To appease Trump, Trudeau may have to pamper farmers less, which is politically perilous. Canada's system of supply management, which sets limits on the production of dairy, poultry and eggs, has long irritated the United States (and should anger Canadians, who pay more for food than they need to). Canada subjects imports of those products beyond a ceiling to punishing tariffs (298 percent in the case of butter). Trump has been angry about this since he met Wisconsin dairy farmers last year. When he repudiated by tweet the agreement with other G-7 countries he blamed in part Canada's "massive tariffs" on U.S. farmers. Pierre Lampron, head of the Dairy Farmers of Canada, said Trump is trying to wipe out Canadian farmers.

'Going to hit us all'

Canada points out that U.S. farm subsidies almost match its own. So far, such arguments have not moved Trump. Trudeau has indicated that Canada has "flexibility" on dairy, the biggest of the protected sectors. In negotiations with other trade partners, it has offered a bit more access to those sectors and compensated farmers. Canadian negotiators have reportedly offered similar concessions to the United States, which said they were insufficient.

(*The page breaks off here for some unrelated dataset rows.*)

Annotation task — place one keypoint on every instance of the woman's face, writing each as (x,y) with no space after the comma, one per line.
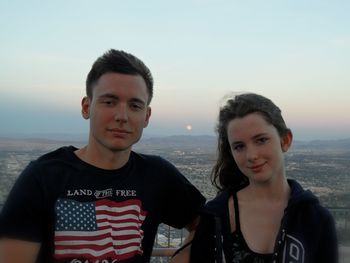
(257,148)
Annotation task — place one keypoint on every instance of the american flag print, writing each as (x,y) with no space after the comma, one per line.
(103,229)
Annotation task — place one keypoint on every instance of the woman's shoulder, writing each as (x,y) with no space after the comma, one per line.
(217,205)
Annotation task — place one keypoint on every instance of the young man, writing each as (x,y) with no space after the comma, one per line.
(103,202)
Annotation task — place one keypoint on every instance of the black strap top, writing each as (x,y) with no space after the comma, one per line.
(240,252)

Marcel Laviolette, an egg producer near Ottawa, expects Canada to concede more. Although most of the discussion has been about dairy, he fears that poultry and egg producers will also lose protection. "If that train goes by, it's going to hit us all," he said.

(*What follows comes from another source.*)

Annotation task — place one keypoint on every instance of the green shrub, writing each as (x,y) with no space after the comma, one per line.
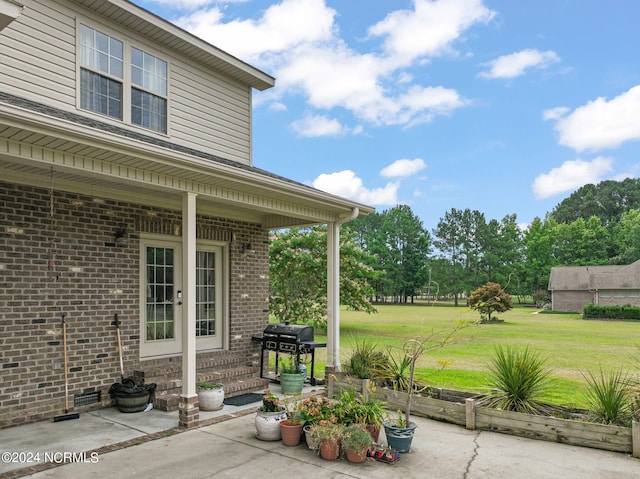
(518,379)
(365,358)
(609,398)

Trump's aggression has inspired rare unity in Canada. The House of Commons unanimously passed a motion backing Trudeau's decision to retaliate against steel and aluminum tariffs. Doug Ford, a populist newly elected to be Ontario's premier, said he stands shoulder-to-shoulder with him in defending jobs in the province. If Trudeau picks a fight with farmers to save the economy, however, this moment of unity will soon pass.